İnsan ilişkilerinde müziğin yeterliliği
Belirsizliğin eşlik ettiği tedirginlik hâli, kaçınılmaz olarak insanların müzikle kurdukları ilişkinin mahiyetini de etkilemektedir. İnternet üzerinden müzik dinlemeyi tercih eden çoğunluk, kendileriyle birlikte müziği de özel alanlarına 'hapsederek' bir anlamda yaşam alanlarını daraltmaktadır. Sesi ve görüntüyü doğrudan kaynağından almak yerine özel alanı içerisinde kurduğu sanal dünyaya sıkıştırarak tüketen insan, olayları ve olguları duyumsamadan, gerçeğin çarpıtılmış suretleriyle yapay bir ilişki içine girmektedir. Ona keyif veren şeylerle ilgilendiği, beğenilerini ve fikirlerini paylaştığı bu sanal ortam çevresiyle kurduğu iletişim açısından eşsiz bir aracı olurken, denetimin kendisinde olduğunu düşündüğü güvenli bir alan olarak da zihnindeki yerini sağlamlaştırmaktadır. Dolayısıyla kaydedilmiş müzik açısından bakıldığında; internet üzerinden müzik dinlemeyle plaktan veya radyodan müzik dinleme arasındaki önemli farklardan biri de işte burada ortaya çıkmaktadır. Birinde pasif dinleyici konumda olan kişi, diğerinde daha aktif bir rol üstlendiği hissine kapılabilmektedir. Bunun en temel nedeni ise internetin sadece kişiyle müzik arasındaki bir araç değil, aynı zamanda onu müziğin dışındaki diğer öğelerle de çeşitli biçimlerde buluşturabilen bir seçenekler bütünü olmasıdır. Böylece müzik de dâhil her şeyin sanal ortamda bulunabileceği algısının oluşmasıyla internet, kişinin kendini gerçekleştirebileceğini düşündüğü bir tür alternatif gerçekliğe dönüşür. Bir müddet sonra tamamıyla olmasa da kısmen gerçekliğin yerini alan bu sanal gerçeklik; kişinin kavramları ve olguları internetin ona sunduğu imkânlarla bağlamından kopartarak, çoğu zaman kendine göre yeniden inşa ettiği bir sürece evrilir. Bunu müzik özelinde bir misal vererek somutlaştırabiliriz.

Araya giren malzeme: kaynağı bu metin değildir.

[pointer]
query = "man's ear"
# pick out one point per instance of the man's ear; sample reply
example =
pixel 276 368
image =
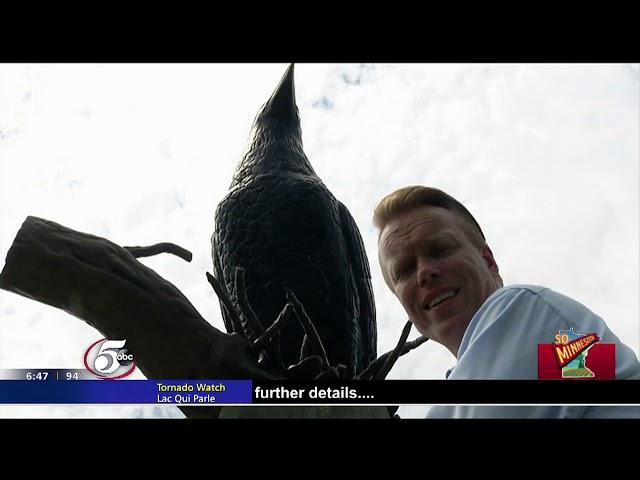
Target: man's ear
pixel 487 255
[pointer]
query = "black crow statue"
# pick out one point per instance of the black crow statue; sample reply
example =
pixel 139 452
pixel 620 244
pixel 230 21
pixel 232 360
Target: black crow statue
pixel 282 229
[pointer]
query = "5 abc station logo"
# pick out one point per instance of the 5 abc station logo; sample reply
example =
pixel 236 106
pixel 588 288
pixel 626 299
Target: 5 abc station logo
pixel 109 359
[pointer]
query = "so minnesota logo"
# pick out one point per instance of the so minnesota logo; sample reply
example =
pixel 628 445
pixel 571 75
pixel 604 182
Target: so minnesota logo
pixel 109 359
pixel 576 356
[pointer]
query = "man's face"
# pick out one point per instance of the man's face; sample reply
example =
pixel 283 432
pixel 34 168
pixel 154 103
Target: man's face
pixel 440 277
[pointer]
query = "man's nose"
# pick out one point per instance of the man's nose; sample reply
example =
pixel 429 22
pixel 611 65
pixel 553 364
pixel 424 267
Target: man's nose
pixel 427 272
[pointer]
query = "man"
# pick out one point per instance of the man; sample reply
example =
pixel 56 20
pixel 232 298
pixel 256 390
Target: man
pixel 435 259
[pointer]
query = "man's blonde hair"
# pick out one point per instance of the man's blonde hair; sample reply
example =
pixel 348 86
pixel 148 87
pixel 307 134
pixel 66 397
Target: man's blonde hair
pixel 416 196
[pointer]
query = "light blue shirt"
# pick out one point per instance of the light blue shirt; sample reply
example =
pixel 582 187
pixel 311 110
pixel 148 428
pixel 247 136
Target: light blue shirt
pixel 501 342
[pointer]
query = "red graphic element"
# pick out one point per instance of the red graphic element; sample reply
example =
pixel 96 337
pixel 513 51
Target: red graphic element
pixel 567 352
pixel 100 375
pixel 601 360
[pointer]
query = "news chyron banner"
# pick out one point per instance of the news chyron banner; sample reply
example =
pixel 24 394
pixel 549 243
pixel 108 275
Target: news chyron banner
pixel 107 378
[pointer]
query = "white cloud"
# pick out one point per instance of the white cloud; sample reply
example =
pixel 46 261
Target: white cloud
pixel 545 156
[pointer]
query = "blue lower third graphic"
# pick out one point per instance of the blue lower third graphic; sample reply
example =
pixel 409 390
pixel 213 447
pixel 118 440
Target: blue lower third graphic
pixel 100 392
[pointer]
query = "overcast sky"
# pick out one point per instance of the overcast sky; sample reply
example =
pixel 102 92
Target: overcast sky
pixel 545 156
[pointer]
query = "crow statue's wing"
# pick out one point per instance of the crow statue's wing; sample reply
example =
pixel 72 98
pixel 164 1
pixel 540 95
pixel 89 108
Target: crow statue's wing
pixel 359 265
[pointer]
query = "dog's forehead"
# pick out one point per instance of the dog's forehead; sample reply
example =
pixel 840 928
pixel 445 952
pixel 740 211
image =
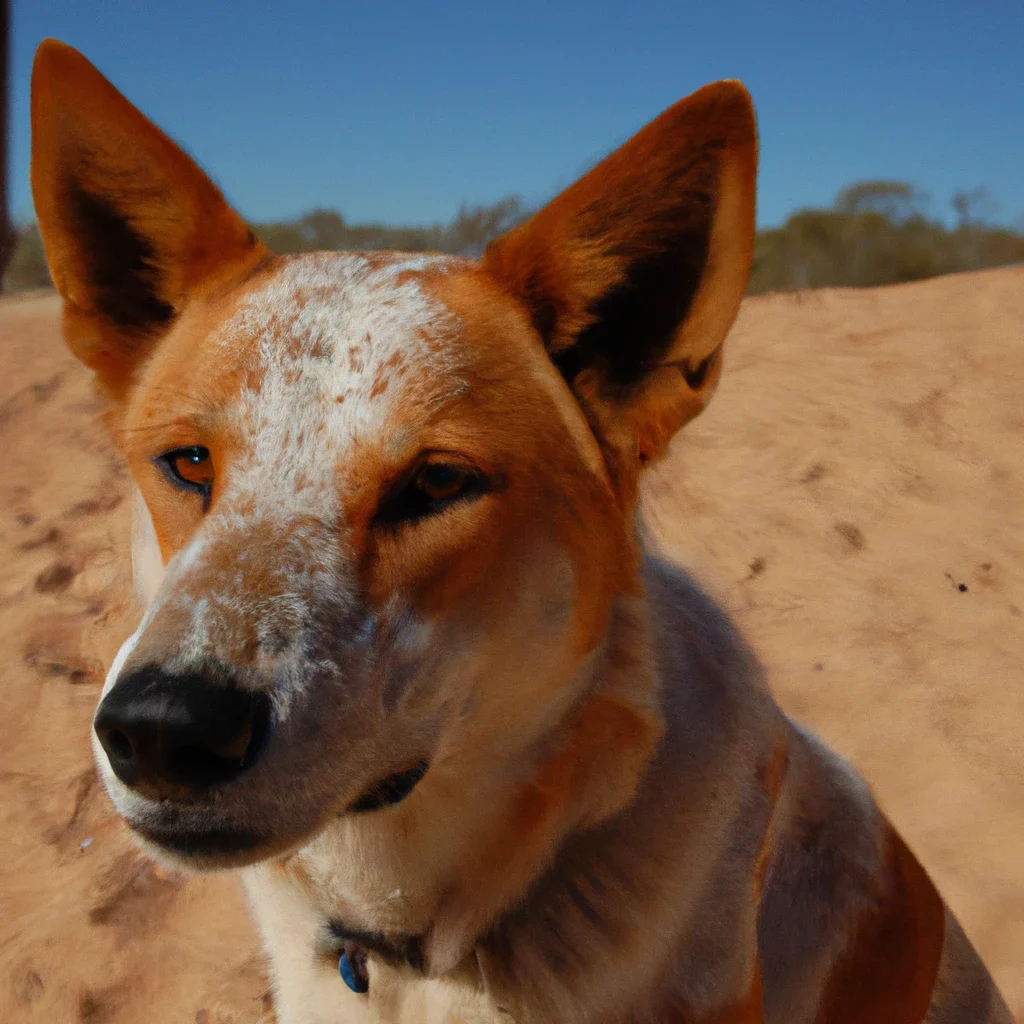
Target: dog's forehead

Son yıllarda sayıları giderek artan ve özellikle Beyoğlu'ndaki sokak müziğine/müzisyenliğine çeşitlilik getiren; Suriyeli ve İranlı müzisyenlerin başını çektiği toplulukları ele alalım. Birer kültür taşıyıcısı olan mülteci müzisyenlerin zorunlu göçlerine eşlik eden müzik, aynı zamanda içinde erimeye çalıştıkları kültürle ve dillerini bilmedikleri insanlarla sınırlı da olsa bir iletişim kurabilmelerini sağlayabilecek tek araçtır. Mevcut tabloda bir iletişim aracı olma rolünü üstlenen müzik, acaba bu görevini ne ölçüde yerine getirebilmektedir?

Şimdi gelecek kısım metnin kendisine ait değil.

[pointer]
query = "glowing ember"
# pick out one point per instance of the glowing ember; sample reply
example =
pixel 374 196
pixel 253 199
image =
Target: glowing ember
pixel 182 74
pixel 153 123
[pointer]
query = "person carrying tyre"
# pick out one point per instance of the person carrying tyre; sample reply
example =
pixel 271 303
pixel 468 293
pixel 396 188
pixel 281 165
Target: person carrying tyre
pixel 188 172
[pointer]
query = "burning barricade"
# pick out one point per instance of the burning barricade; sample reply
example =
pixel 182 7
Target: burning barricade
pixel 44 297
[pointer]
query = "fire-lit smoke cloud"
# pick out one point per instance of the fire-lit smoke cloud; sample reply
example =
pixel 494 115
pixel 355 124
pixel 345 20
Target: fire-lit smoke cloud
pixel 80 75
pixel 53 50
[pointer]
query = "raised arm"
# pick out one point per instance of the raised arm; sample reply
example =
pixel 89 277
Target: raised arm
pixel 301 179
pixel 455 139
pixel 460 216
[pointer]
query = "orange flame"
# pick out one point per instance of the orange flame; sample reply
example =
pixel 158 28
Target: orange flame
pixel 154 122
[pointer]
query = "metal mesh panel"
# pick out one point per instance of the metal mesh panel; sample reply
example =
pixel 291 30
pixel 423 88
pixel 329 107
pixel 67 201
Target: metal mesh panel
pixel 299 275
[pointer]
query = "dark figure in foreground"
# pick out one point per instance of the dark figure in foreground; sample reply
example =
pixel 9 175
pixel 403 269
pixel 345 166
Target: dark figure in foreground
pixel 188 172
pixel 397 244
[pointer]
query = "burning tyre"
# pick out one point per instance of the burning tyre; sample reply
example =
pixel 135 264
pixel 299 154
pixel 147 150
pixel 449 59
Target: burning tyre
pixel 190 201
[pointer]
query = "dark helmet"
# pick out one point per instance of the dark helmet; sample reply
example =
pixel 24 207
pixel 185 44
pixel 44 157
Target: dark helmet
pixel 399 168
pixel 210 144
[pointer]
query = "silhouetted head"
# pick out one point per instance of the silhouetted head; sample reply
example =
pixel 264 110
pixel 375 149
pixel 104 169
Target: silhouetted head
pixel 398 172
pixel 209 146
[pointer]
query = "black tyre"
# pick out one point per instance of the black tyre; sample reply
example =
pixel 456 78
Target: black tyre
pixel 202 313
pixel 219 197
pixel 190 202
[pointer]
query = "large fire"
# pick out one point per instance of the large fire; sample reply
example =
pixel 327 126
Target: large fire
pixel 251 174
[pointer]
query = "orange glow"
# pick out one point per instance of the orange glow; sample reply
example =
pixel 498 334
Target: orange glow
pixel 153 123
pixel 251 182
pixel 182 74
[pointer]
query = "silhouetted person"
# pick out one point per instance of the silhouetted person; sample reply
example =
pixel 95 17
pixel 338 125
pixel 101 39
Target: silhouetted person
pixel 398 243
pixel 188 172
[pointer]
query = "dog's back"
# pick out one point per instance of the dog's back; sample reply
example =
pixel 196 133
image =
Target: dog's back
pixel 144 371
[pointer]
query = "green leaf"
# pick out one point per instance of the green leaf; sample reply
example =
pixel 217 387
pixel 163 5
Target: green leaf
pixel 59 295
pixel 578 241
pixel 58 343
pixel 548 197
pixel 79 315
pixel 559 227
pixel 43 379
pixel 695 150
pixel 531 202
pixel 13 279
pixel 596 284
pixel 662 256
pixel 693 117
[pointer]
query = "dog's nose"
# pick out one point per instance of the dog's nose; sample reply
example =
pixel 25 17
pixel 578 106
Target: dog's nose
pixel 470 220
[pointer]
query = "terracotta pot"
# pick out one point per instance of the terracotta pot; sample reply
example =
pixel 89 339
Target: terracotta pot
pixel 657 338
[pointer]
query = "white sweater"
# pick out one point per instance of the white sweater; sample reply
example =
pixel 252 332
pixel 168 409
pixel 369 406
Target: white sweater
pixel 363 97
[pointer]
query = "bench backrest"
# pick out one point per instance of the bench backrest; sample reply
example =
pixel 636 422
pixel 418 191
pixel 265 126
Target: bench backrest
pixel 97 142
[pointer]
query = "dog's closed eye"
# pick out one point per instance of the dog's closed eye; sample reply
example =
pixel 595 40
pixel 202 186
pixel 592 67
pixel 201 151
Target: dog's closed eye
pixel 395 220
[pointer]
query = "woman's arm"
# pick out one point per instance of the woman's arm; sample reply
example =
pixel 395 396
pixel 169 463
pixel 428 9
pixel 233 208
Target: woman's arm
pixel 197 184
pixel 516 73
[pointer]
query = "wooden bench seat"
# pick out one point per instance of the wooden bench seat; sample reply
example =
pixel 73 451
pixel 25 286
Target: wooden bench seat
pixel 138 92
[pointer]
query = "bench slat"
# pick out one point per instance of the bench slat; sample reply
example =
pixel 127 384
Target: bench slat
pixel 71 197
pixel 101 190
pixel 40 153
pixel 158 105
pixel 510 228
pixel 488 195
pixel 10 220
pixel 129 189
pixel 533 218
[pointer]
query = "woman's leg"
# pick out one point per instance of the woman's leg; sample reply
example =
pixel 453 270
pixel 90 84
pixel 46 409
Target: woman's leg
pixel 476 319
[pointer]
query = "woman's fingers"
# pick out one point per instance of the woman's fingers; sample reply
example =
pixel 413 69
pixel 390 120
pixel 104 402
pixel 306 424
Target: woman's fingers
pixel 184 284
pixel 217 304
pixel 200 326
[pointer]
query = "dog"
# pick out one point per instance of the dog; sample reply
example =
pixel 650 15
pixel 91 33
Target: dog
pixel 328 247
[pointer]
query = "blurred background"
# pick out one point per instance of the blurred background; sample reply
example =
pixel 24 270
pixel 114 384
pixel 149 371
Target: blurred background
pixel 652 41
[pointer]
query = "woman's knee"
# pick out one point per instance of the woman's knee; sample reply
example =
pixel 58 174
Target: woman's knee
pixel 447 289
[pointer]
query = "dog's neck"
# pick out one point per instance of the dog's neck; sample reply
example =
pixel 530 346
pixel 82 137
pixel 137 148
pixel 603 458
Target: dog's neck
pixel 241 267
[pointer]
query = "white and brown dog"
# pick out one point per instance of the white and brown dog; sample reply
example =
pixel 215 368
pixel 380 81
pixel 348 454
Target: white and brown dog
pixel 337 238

Özellikle şehirlerde yaşayanların sıkça rastladığı bir görüntü var; işlek bir caddede yürürken sokağın muhtelif yerlerinde konuşlanmış müzisyenler ve etraflarında yarım ay şeklinde dizilerek onları seyreden insanlar. İlk bakışta iyimser bir yaklaşımla müziğe duyulan ilgiye tahvil edilebilecek bu durumun, biraz yakından bakıldığında pek de öyle olmadığını söylemek mümkün. Zira dikkati çeken ilk şey, hemen herkesin cep telefonlarını çıkararak yaşadıkları bu deneyimi kayıt altına almaya çalışmalarıdır. Oysaki internette sokak müziğine ilişkin dünyanın dört bir yanından müzisyenlerin yer aldığı benzer nitelikte sayısız video bulunmaktadır. Peki, öyleyse insanların kayıt altına almak için birbirleriyle yarıştıkları bu olayda, oradaki müziği veya müzisyenleri benzerlerinden farklı kılan nedir? Aslında sorunun cevabı oldukça basit; ortada oradaki müziği ve onu icra edenleri benzerlerinden farklı kılan somut bir özellik yok. Böyle bir özellik olsa dahi genel anlamda bunu fark edebilecek bir kitle yok. Olan şey en özet şekliyle; internetin sunduğu imkânlarla 'güvenli' bir alanda kendi sınırlarını çizmiş olan ferdin, şişirilmiş şahsiyet duygusuyla içinde yer aldığı bir deneyimi biricikleştirerek kendi sanal gerçekliği içinde yeniden inşa etmesi ve bunun için de dış dünyadan gerekli görsel-işitsel malzemeyi toplamasıdır. Onun için ne oradaki mülteci müzisyenin kültürünün/kimliğinin bir parçası olarak yanında getirdiği geleneksel kıyafetlerinin ve müziğinin, ne de içinde bulunduğu tedirgin/acılı ruh hâliyle müzik üzerinden kurmaya çalıştığı iletişimin doğrudan bir önemi vardır. Bu tarz örnekleri çoğaltmak mümkünse de en somut ve çarpıcı olanlarından biri şüphesiz ki budur.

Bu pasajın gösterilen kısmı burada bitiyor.